Mom wants to use the excuse of the trip to ask Granddad about Grandma, but she doesn't think she'll get a truthful answer. She says, he's been romanticizing their relationship a lot since she died and he doesn't have a good grasp on the facts.
Mom: How long did you date before you got married?
Grandpa: I don't know.
Mom: You got married in '41?
Grandpa: I don't know that either. I think that's when it was. Momma was a beauty. Nobody compared to her.
Mom: Why'd she go out with you?
Grandpa: Maybe others didn't ask her. I don't know how I did.
It's hard for my mom because their family life was always very complicated. For a long time, mom's sister wouldn't come and visit granddad. She was that mad. If I wanted to, I could tell you things that would make your fists clench and your heart break.
But, you know, I'm not going to tell you those things because, as we're sitting and talking, Granddad's sweet. He misses Grandma so much.
Grandpa: It wasn't too long before Bessie's dad come to school. When he found me and Bessie we were in an apartment.
And even though I'm sitting right next to him, I miss my granddad right now. I miss grandma too.
Mom: Were you married already?
Grandpa: Yeah!
Eventually Mom wants to go. We take some pictures. Granddad tells me I need a shave. We get in the car and start the short drive back to Chicago, where this road trip started.
Ben: When we started the trip, you said one of the reasons you wanted to go was to find out why your dad would want to be with your mom. Is that really why you wanted to go?
Mom: Not the only reason. ...
We were both looking for something. A sense that even after Grandma died, there was still a lot of her still around -- in Mississippi, and in us.
Mom: No one said, 'You haven't been here for 22 years, why'd you come back?' Not that at all."
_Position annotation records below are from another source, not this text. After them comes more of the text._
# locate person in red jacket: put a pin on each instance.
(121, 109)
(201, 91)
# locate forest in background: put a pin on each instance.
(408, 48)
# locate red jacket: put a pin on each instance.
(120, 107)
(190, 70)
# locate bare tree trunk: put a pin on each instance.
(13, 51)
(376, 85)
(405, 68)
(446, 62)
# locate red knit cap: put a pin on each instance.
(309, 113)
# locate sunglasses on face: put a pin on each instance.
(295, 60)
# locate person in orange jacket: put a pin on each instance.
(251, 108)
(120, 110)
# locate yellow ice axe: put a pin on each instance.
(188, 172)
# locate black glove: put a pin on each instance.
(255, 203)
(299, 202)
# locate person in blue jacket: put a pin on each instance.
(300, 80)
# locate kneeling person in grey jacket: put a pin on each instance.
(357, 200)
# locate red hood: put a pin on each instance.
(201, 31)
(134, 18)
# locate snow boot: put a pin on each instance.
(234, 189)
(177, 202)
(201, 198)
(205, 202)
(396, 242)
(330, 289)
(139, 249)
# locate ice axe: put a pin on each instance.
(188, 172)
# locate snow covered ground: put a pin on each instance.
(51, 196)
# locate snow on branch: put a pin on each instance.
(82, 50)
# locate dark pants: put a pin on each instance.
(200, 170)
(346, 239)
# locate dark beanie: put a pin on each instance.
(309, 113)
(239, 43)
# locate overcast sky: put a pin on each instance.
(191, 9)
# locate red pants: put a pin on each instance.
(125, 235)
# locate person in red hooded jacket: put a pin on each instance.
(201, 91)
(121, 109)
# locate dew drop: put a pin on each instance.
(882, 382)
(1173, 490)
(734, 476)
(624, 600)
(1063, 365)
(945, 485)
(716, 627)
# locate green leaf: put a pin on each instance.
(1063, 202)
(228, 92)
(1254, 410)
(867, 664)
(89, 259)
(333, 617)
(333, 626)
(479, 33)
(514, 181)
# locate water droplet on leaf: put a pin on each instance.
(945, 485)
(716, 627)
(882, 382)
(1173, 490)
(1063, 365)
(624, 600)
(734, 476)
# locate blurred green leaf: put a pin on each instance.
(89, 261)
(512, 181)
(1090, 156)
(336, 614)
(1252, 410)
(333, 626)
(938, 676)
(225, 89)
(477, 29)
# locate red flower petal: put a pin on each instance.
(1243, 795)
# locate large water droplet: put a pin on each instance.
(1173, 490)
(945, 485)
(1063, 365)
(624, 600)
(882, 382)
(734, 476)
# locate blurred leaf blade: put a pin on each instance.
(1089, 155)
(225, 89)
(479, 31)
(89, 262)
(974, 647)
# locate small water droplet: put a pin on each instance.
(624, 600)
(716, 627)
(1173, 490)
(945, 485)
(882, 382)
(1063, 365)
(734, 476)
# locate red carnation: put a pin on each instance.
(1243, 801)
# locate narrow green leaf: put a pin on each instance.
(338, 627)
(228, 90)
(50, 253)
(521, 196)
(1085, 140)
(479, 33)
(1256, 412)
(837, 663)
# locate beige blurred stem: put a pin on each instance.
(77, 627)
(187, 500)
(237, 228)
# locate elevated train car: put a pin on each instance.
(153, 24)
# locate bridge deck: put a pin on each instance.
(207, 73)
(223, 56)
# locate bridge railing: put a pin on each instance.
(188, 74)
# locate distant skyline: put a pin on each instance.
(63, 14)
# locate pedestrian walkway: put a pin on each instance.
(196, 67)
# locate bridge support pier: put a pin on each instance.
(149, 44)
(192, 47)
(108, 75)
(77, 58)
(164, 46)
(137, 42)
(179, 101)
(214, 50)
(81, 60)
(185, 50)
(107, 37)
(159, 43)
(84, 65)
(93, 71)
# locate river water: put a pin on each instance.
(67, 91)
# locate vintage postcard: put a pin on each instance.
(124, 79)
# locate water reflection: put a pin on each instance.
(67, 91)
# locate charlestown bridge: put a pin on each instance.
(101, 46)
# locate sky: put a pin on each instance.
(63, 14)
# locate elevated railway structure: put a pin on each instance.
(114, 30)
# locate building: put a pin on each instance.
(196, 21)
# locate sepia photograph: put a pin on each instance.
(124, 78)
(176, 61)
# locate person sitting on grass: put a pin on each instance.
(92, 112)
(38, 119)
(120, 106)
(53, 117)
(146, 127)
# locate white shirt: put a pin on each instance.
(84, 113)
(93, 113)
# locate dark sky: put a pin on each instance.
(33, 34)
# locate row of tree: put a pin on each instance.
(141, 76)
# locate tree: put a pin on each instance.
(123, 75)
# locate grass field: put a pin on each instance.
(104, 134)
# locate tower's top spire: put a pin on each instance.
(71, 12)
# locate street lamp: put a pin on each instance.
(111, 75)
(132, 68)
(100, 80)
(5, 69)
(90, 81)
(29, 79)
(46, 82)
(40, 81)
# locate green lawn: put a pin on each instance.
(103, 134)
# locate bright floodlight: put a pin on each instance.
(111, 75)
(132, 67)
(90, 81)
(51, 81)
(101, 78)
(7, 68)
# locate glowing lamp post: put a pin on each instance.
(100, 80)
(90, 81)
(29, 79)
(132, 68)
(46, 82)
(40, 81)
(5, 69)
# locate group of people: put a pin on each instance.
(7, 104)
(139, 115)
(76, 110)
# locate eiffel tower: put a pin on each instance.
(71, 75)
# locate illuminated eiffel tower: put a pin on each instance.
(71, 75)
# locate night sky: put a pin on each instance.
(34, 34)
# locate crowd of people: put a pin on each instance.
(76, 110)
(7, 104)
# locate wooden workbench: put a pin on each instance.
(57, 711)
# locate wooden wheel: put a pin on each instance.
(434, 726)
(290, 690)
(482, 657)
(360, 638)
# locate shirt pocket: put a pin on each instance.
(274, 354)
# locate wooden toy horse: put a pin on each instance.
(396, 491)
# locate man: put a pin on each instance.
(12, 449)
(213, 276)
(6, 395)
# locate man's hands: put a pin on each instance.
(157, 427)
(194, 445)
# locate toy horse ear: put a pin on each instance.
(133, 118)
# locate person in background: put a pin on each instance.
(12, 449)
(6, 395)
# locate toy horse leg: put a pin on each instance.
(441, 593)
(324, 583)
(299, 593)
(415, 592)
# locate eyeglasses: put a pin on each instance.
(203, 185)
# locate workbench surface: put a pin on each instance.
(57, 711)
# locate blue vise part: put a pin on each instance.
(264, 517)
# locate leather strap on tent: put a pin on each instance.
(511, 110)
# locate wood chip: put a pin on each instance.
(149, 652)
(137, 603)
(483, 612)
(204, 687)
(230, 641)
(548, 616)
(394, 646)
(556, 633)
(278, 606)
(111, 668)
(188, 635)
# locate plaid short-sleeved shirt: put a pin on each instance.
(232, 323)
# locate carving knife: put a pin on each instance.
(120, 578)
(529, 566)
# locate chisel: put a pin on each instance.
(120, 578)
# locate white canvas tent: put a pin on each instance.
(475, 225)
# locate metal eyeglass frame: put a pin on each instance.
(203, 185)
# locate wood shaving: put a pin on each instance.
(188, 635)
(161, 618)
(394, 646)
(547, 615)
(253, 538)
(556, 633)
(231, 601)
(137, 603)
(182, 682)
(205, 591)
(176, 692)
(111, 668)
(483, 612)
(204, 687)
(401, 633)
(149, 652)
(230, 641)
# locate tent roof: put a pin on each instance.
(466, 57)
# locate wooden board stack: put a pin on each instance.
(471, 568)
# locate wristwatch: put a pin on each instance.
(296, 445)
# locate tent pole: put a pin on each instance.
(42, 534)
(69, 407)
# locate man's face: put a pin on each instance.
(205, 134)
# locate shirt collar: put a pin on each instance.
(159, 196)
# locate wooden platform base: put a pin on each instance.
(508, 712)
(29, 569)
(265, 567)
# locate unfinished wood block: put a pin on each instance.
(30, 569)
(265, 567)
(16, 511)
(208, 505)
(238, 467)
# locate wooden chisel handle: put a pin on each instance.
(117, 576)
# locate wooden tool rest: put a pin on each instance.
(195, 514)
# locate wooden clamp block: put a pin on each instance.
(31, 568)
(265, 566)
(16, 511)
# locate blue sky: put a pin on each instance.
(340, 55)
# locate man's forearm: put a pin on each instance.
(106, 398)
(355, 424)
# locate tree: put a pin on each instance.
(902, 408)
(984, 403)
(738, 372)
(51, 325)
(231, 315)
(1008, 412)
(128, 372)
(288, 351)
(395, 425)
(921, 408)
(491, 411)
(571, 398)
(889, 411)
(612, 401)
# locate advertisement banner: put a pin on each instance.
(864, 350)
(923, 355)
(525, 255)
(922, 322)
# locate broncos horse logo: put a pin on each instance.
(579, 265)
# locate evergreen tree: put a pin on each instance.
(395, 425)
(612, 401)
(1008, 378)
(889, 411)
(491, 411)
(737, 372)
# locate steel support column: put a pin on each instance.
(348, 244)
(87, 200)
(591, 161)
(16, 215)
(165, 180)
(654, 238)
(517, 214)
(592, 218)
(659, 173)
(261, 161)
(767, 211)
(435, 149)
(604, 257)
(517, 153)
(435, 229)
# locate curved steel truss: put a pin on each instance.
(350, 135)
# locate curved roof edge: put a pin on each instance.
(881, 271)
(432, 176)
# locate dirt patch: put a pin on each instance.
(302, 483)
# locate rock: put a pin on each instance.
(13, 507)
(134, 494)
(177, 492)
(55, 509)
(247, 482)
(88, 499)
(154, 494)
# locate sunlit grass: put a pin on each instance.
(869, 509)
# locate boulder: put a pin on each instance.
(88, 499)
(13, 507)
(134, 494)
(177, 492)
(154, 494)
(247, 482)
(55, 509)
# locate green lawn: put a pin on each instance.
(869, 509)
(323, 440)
And we found that. Mom found that.
I said before that when Grandma died, it was like Mom had this wound that finally started to heal. And healing is a slow process. It doesn't happen all at once.
But driving back to Chicago, we didn't mention the sad things anymore. Instead, there was how Grandma wore her emotions on her face, and how Mom does that too, how important it is to express yourself and how, unbelievably, we were still getting along.
One thing I know is that when you're healing, you sleep a lot. I've been sleeping a lot on this trip and I'm still really tired. I'm looking forward to getting back to Los Angeles, where my bed is waiting for me. Where, even though my family isn't right there they're around.
This is Benjamin Adair, heading home, for the Savvy Traveler.